I will get to them, but using this as a hook:
I tried to write it in a generic way just in case a follow up question would come up. Is it a problem?
"Problem" is a bit much, but inherently you will tend to lose opportunities for simplification, or to put it another way, you're making the problem more difficult to solve.
For example, let's say you use a table based approach, using a table with 1024 entries to process 10 bits: 8 bits belonging to the current byte, plus two extra bits that are two last bits from the previous byte. You would form the index into the table by concatenating those things. There is somewhat annoying case at the start of the array (or the end, depending on how you arrange things), where we must avoid finding instances of the pattern that start before the array. If we know that the pattern is 101, then that automatically doesn't happen if the "left over bits" are initialized as zero. If the pattern can be 000 and other annoying values, it takes some subtle and possibly bug-prone logic to avoid finding pattern matches that would include one or two phantom bits that aren't part of the array.
A word-oriented approach grabs a bigger chunk of the array at once and uses a couple of bitwise operations to turn those bits from the array into a mask indicating where the pattern matches. In the simplest case, if we were looking for the single-bit pattern of 1, the data itself would already be a mask of where the pattern matches (and there wouldn't be any complications from patterns that cross a word-boundary), all that remains is to std::popcount the data word-by-word and sum the results. If we were looking for 0, we first invert the data, and use std::popcount(~word).
For longer patterns, some shifts and ANDs enter the picture. For example to get the mask indicating where the pattern 101 matches, the "core" of the solution could be:
mask = data & (~data << 1) & (data << 2)
It's possible to support variable patterns, using XOR to do conditional inversion. Of course that adds some additional complexity.
You could shift right instead of left. Does that matter? Not really, not at this point.
I've seemingly ignored the "pattern can span across boundaries" problem here, but for the pattern 101 there is an elegant (perhaps not the fastest, but it's nice and simple) solution: work 7 bytes at the time (if you're using uint64_t as your "word"), using 2 of the 8 spare bits that leaves in an uint64_t to put the two extra bits from the adjacent word. That leaves 6 "padding" bits that are in the word but in which no matches must be counted, but here's a nice thing about the pattern 101: that doesn't matter, there will never be a match involving those 6 zeroes.
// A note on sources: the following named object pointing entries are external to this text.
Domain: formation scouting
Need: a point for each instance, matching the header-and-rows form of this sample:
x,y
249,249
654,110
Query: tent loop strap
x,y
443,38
There could have been if a pattern was allowed to end in a zero, though that is not hard to solve, just put an extra bitwise AND to get rid of the invalid matches.
Another option to handle patterns that cross across word boundaries is handling them explicitly, counting them separately from the rest.
What about SIMD
Most of the "raw processing performance" of a modern high-performance CPU (by which I roughly mean, basically anything that isn't a basic microcontroller, even some fancy microcontrollers have ARM NEON) is locked behind its SIMD/vector processing capabilities, so whether we can use that deserves some thought.
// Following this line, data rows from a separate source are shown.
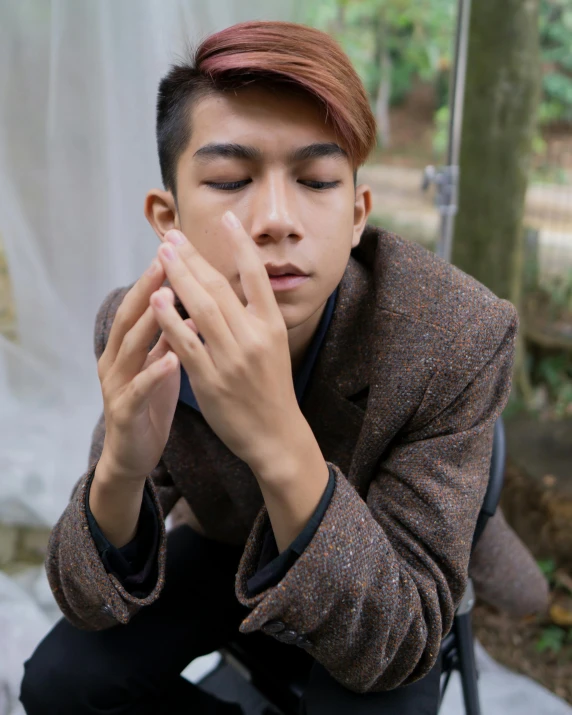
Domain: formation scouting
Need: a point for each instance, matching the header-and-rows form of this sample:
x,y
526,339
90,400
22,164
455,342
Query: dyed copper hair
x,y
269,53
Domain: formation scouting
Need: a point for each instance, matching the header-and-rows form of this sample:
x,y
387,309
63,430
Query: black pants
x,y
135,669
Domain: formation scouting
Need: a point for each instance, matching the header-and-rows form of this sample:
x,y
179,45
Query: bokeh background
x,y
78,80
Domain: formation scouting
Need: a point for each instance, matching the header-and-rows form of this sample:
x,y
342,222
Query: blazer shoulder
x,y
416,283
105,316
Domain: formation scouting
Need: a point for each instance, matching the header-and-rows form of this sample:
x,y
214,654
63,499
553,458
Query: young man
x,y
320,394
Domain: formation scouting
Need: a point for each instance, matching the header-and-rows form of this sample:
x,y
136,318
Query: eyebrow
x,y
318,150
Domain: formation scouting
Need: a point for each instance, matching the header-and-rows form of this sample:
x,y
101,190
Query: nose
x,y
274,214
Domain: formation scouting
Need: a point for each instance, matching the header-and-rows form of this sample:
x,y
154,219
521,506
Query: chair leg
x,y
467,663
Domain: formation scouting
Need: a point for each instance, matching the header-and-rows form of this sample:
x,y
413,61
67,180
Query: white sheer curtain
x,y
78,81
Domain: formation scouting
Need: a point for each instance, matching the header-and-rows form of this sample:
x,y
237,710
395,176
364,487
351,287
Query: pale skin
x,y
215,240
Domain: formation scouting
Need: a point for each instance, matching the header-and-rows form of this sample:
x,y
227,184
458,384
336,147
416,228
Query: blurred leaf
x,y
547,566
552,638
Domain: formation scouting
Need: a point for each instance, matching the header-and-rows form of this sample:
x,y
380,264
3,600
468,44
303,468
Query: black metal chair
x,y
284,689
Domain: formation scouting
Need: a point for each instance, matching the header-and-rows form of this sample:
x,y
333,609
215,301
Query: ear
x,y
161,211
362,209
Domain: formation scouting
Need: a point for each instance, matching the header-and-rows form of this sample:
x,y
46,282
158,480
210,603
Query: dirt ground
x,y
517,643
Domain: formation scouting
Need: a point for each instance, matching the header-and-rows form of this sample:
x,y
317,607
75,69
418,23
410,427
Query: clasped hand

A word-oriented approach is probably more amenable to a SIMD implementation, either manual but especially for auto-vectorization (compilers are, so far, not very eager to turn a table-lookup into a variable-shuffle).
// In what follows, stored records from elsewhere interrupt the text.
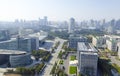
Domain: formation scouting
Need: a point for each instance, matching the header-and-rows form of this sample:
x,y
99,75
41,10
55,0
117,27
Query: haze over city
x,y
59,37
59,9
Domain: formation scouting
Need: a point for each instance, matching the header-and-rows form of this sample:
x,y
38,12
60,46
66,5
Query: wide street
x,y
50,64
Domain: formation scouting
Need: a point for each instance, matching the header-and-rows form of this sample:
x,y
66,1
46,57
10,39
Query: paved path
x,y
50,64
113,60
It's not that SIMD cannot do table-lookups, depending on the ISA it can, there is for example tbx/tbl in ARM NEON and SVE, and pshufb (SSSE3), vpermb (AVX512), vpermt2b (AVX512) in x86/x64-land. But a small table means there's not a lot of progress made per lookup, for example a lookup into a 16-entry (4-bit index) table only processes 2 positions if the pattern has a length of 3, a lookup into a 64-entry (6-bit index) table (eg vpermb in AVX512) processes 4 positions, that's something but it's not really reasonable to use a 1024-entry table.
The word-oriented approach mostly "just works" in SIMD, working 7 bytes at the time is a bit awkward but possible (just shuffle the bytes), maybe it works out better to count the word-boundary-crossing patterns separately.